In realtà, a far saltare il tavolo non sarebbero stati i contenuti industriali. «Uno scontro più politico che sindacale ha determinato l'interruzione del tavolo», ha ammesso Marco Bentivogli, segretario generale della Fim Cisl, spiegando che una parte della delegazione sindacale ha portato lo scontro sul terreno politico e ha detto al ministro che non era più legittimato a trattare.

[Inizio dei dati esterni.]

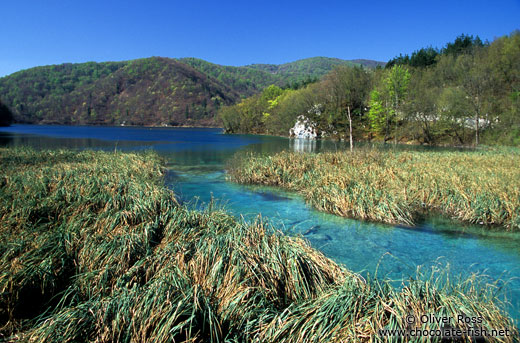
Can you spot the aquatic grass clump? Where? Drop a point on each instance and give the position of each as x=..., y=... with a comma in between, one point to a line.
x=396, y=187
x=108, y=255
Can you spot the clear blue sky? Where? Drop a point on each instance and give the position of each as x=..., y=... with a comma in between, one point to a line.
x=34, y=33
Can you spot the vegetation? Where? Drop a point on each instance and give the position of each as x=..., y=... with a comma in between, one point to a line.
x=466, y=93
x=94, y=248
x=151, y=91
x=397, y=187
x=6, y=117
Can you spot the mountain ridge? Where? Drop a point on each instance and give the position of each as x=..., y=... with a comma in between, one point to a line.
x=147, y=91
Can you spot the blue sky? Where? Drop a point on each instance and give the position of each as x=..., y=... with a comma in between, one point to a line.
x=34, y=33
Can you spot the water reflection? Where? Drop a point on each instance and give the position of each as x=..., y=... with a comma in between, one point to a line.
x=196, y=161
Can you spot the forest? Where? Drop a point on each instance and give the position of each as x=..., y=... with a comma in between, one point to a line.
x=466, y=93
x=151, y=91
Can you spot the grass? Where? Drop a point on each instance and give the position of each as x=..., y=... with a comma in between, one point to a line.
x=396, y=187
x=94, y=249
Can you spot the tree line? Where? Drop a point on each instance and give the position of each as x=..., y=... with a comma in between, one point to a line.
x=465, y=93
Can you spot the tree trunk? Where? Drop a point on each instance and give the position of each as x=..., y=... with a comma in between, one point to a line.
x=350, y=128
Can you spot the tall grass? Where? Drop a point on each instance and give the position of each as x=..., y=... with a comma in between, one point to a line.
x=94, y=249
x=396, y=187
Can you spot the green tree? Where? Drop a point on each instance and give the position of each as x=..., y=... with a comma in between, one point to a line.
x=386, y=102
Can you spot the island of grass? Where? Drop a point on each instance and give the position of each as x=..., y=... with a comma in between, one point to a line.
x=94, y=248
x=397, y=187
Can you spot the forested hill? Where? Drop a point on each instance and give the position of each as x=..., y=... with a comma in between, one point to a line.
x=150, y=91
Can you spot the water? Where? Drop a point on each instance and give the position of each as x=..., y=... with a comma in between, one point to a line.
x=196, y=172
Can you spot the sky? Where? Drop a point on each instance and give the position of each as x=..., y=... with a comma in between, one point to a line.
x=34, y=33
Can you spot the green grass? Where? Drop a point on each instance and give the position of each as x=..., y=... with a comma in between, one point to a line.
x=94, y=249
x=397, y=187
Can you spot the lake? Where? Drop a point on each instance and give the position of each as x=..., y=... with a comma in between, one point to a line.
x=196, y=160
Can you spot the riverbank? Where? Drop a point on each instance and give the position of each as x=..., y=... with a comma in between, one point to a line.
x=397, y=187
x=95, y=248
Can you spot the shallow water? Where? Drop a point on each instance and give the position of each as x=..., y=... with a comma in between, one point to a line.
x=196, y=171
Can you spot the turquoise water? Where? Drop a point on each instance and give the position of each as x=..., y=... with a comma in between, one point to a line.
x=196, y=171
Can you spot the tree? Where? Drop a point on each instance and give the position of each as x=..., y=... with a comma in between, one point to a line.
x=475, y=81
x=6, y=117
x=387, y=100
x=349, y=88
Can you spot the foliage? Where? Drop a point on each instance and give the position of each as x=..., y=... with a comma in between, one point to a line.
x=150, y=91
x=95, y=249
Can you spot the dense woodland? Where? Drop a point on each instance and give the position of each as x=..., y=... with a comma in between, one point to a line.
x=465, y=93
x=150, y=91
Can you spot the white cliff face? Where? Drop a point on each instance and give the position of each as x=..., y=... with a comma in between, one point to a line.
x=303, y=128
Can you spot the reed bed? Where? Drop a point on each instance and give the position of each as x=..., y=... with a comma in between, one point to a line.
x=396, y=187
x=94, y=249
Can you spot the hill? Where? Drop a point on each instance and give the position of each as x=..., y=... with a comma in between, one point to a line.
x=149, y=91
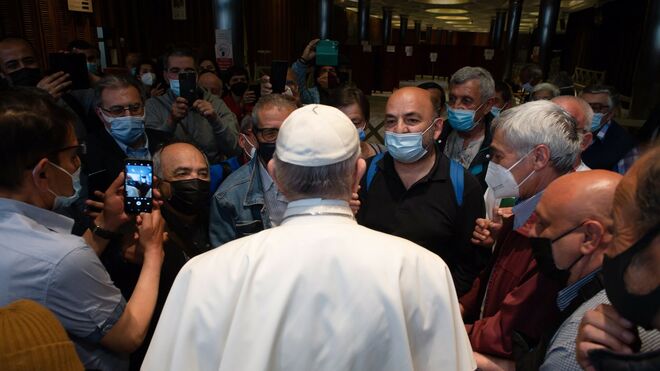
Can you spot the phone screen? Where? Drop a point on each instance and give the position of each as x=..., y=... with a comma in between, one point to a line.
x=188, y=86
x=278, y=75
x=138, y=186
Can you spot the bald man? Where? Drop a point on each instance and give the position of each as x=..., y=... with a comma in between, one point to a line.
x=183, y=180
x=409, y=192
x=631, y=279
x=572, y=230
x=583, y=114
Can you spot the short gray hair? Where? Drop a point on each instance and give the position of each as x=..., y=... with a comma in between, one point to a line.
x=486, y=82
x=541, y=122
x=271, y=100
x=333, y=181
x=116, y=82
x=584, y=106
x=612, y=94
x=554, y=90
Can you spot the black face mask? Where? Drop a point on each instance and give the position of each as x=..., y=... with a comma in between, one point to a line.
x=542, y=250
x=239, y=88
x=639, y=309
x=26, y=77
x=265, y=152
x=189, y=196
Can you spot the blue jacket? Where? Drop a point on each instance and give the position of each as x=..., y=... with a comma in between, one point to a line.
x=238, y=206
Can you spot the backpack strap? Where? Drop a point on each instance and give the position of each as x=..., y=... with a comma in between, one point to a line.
x=457, y=179
x=373, y=168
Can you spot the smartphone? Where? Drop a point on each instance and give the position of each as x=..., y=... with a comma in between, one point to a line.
x=72, y=63
x=278, y=75
x=188, y=86
x=138, y=186
x=256, y=88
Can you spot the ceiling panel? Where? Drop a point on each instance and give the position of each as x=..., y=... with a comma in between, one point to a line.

Un muro contro muro suggellato via Twitter nel pomeriggio: per la Fiom la proposta del governo sull'Ilva «è irricevibile. La trattativa non è mai entra nel merito, ma nulla è comunque cambiato sull'occupazione. La Fiom non mette la firma su un accordo che prevede licenziamenti!». Immediata la risposta del ministro: «Liberi di non firmare e di sostenere che non sono più legittimato. Ma non di dire cose non vere. Non solo non si prevede neanche un licenziato, ma c'è la garanzia del posto di lavoro a tempo indeterminato per tutti i lavoratori Ilva. Basta leggere i punti dell'accordo sul sito del Mise». «Prendiamo atto dell'ennesimo fallimento del ministro Calenda sulla trattativa Ilva. Ora la palla passa al nuovo esecutivo con il quale rilanceremo la proposta di un accordo di programma plurale e condiviso», hanno replicato in serata i parlamentari grillini di Taranto.
«Siamo già a lavoro - aggiungono - per organizzare un tavolo tra esponenti del M5S e le sigle sindacali». Un banco di prova nei rapporti di forza politico sindacali che potrebbe presto estendersi ad altre partite chiave Alitalia.